#2019, GANTI HALUAN
Kepulangan saya, yang bisa dikatakan sedikit terpaksa
saat lebaran kemarin, ternyata membawa saya pada cerita duka petani jeruk
Banyuwangi.
Seorang sahabat saya yang sudah tiga tahun terakhir
berprofesi sebagai petani jeruk menyatakan #2019 GANTI HALUAN. Jeruk sudah
tidak memiliki nilai jual lagi. Ratusan juta modal yang ditanamkan sejak tiga
tahun terakhir melayang entah kemana.
Booming buah jeruk melanda Banyuwangi sejak lima tahun
terakhir. Dengan kisaran harga tertinggi bisa mencapai Rp7.000 per kilo dan terendah
hingga Rp4.000 per kilo di tingkat petani menjadi buah berbulir ini menjadi
komoditas pertanian yang menawan.
Alhasil, ribuan hektar lahan pertanian produktif yang jika
dioptimalkan dengan tanaman padi menghasilkan ribuan ton. Berubah wujudnya
menjadi lahan tandus yang berisikan ratusan pohon jeruk. Berpagar ketat pula.
Jika tidak percaya, mulainya menyusuri kawasan Selatan
Banyuwangi dimulai dari Genteng. Sebelumnya pemandangan indah ribuan hektar
sawah yang menyejukkan mata dan menjadi keindahan Bumi Blambangan
hilang.
Lahan-lahan ini menjelma menjadi areal tanam jeruk. Satu
dari dua buah yang lagi populer di kalangan petani selain Buah Naga.
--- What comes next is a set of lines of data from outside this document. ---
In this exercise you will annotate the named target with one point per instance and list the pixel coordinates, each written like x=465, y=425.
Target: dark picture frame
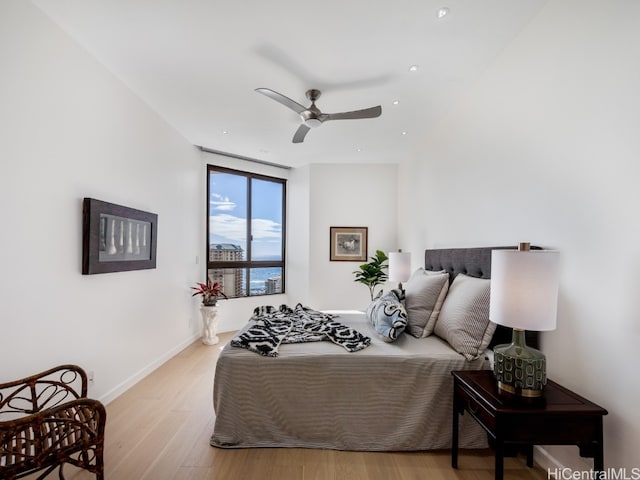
x=348, y=244
x=117, y=238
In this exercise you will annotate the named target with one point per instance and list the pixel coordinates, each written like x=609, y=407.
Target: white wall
x=345, y=195
x=70, y=129
x=546, y=148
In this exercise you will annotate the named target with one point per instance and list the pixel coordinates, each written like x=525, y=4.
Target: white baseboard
x=135, y=378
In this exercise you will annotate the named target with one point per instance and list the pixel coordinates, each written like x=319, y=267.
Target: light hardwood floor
x=160, y=428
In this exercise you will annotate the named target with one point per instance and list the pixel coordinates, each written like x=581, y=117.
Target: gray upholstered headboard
x=475, y=262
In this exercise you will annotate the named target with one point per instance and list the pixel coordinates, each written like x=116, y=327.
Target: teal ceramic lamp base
x=519, y=370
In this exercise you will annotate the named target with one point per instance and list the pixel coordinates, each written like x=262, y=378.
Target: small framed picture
x=348, y=244
x=117, y=238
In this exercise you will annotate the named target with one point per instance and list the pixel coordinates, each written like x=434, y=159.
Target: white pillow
x=424, y=294
x=464, y=318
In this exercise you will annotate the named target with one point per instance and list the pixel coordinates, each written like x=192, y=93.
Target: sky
x=228, y=214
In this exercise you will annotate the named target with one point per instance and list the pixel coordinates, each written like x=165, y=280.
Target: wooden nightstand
x=560, y=417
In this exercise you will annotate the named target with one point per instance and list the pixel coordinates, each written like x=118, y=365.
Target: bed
x=389, y=396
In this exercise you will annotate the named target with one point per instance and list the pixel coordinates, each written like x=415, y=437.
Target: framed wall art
x=117, y=238
x=348, y=244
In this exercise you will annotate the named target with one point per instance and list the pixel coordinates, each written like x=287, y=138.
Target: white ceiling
x=197, y=63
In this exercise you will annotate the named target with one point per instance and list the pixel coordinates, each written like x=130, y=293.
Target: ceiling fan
x=311, y=116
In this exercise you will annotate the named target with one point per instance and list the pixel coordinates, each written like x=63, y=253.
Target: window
x=245, y=232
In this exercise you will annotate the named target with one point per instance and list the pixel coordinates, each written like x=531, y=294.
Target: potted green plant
x=373, y=273
x=210, y=292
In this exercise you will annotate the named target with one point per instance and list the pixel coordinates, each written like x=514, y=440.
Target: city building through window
x=245, y=232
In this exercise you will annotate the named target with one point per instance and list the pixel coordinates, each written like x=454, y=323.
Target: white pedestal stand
x=209, y=325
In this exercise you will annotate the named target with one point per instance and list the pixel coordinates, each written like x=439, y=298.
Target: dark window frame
x=247, y=265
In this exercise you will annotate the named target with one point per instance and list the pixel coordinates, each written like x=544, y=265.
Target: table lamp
x=524, y=296
x=399, y=267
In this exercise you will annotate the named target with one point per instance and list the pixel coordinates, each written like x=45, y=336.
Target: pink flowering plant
x=210, y=292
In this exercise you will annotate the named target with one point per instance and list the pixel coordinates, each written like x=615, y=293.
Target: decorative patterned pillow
x=388, y=315
x=424, y=295
x=464, y=318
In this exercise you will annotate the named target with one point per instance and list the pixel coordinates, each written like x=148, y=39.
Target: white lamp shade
x=399, y=266
x=524, y=289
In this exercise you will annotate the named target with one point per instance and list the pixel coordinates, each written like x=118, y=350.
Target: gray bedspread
x=386, y=397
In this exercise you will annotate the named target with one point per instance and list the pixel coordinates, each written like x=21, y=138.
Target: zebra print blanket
x=270, y=327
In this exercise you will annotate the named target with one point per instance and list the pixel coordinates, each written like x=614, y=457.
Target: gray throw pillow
x=424, y=295
x=464, y=318
x=388, y=316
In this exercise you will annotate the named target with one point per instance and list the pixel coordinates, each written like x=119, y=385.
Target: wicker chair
x=47, y=421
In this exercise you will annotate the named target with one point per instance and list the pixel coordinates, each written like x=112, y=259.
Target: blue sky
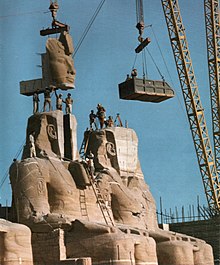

“Sejak Januari lalu harga buah jeruk yang sebelumnya
mampu menembus Rp7.500 per kilo turun menjadi Rp4.000 perkilo. Harga ini masih
lumayan bagus, namun kendala utamanya pasar tidak lagi menyerap komoditas ini. Hasilnya
ratusan ton buah jeruk dibiarkan masak dan membusuk di pohon,” katanya.
Karena dia hanya petani. Alasan pasar tak lagi menyerap
adalah pembenaran yang kuat baginya. Sebab selama ini dirinya tidak berhubungan
langsung dengan pasar, biasanya para pemborong buah yang melakukan pembelian.
Sebagai gambaran. Dia menceritakan pada masa panen raya
yang dimulai sejak September hingga Februari, petani jeruk juga mendapatkan
panen laba. Bahkan di saat buah jeruk belum berbuah semua, sehingga pasokan
sedikit dan harganya tinggi, maka laba akan semakin meningkat.
Namun sekarang semuanya hanya tinggal mimpi. Lahan 300
meter persegi yang dimilikinya dengan kurang lebih 500 pohon jeruk musproh.
Kawan saya tidak menyangkal bahwa kalangan petani
Banyuwangi masih memiliki sikap lantah. Selalu mengikuti dan mencontoh
perbuatan yang mendatangkan kesuksesan bagi orang lain. Buah jeruk menjadikan
kaya, maka semua ikut-ikutan menanamnya.
Pengamatan saya, yang lebih banyak di belakang meja,
kehancuran komoditas jeruk Banyuwangi saat ini disebabkan dua hal.
Pertama begitu masifnya pola penanaman buah jeruk oleh
petani yang menghilangkan lahan produktif. Mereka tidak memiliki sudut pandang
bahwa ketika pasokan melimpah maka pasar akan cenderung akan kelebihan dan
harganya turun.
Kedua, petani jeruk Banyuwangi tidak memiliki kesadaran
bahwa saat ini di kabupaten lain juga memiliki areal-areal yang memproduksi
buah jeruk lebih baik. Semisal Jember, Pasuruan, maupun Bondowoso.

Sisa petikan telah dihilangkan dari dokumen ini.